MediaSense maintains a database containing a great deal of
information about recorded sessions. The database is stored
redundantly on the primary and secondary servers. The data
includes:
Various track, participant, call and session identifiers.
Time stamps and durations.
Real time session state.
URIs for streaming and downloading recordings in various
formats.
Along with the preceding information, MediaSense stores
tags for each session.
Tags are brief, arbitrary, text
strings that a client can specify and associate to individual
sessions using the Web 2.0 APIs, and optionally, to specific time
offsets within those sessions. Timed session tags are useful for
identifying points in time when something happened, such as when a
caller became irate or an agent gave erroneous information. Un-timed
session tags may be used to attach notes which are applicable to
the entire session, such as a contact center agent ID or to mark
or categorize some sessions with respect to other sessions.
MediaSense also uses the tagging facility to mark
when certain actions occurred during the session (such as pause and
resume) or when the media inactivity state changes as reported by
the SIP signaling. These are known as system-defined tags.
While most tags are associated with an entire session, media inactivity
state change tags are associated with a specific track in
the session.
MediaSense
API
The MediaSense API
offers a number of methods to search and retrieve information in the metadata
database.
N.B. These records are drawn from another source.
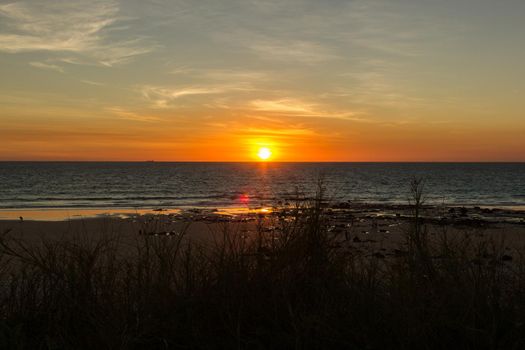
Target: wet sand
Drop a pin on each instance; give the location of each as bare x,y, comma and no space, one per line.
360,229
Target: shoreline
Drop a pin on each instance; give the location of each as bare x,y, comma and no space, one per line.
478,212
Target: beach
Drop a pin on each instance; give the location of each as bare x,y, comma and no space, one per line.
362,228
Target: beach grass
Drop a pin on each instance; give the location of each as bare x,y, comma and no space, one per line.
294,287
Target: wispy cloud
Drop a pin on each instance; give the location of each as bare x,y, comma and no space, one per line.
163,97
80,27
123,113
298,108
47,66
292,51
90,82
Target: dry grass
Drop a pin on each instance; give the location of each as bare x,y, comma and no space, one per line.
294,287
Authenticated clients perform simple queries such as finding all
sessions that have been deleted by the automatic pruning mechanism or finding
all sessions within a particular time range that are tagged with a certain
string. The API also supports much more complex queries as well as a sorting
and paging scheme by which only a selected subset of the result set will be
returned.
The API provides
access to a number of other MediaSense functions as well. Use the API to
subscribe for events, to manage disk storage, to manipulate recording sessions
that are in progress, to remove unneeded inactive sessions and recover their
resources, and to invoke operations such as conversion to .mp4 or .wav. Lengthy
operations are supported through a remote batch job control facility. The API
is described in detail in the Cisco MediaSense Developer Guide.
MediaSense API
interactions are conducted entirely over HTTPS and require that clients be
authenticated. Depending on the type of request, clients will use either POST
or GET methods. Response bodies are always delivered in JSON format. HTTP
version 1.1 is used, which allows TCP links to remain connected from request to
request. For best performance, clients should be written to do the same.
API requests may
be addressed to either the primary or the secondary server (the client needs to
authenticate to each server separately), and must provide the HTTP session
identifier that was previously obtained from the server being addressed.
Events
The MediaSense event mechanism provides
server-based clients with immediate notification when actions of
interest to them take place. The following types of events are
supported:
Session events - when recording sessions are started, ended,
updated, deleted, or pruned.
Tag events - when tags are attached to or removed from recorded
sessions.
Storage threshold events - when disk space occupancy rises
above or falls below certain preconfigured thresholds.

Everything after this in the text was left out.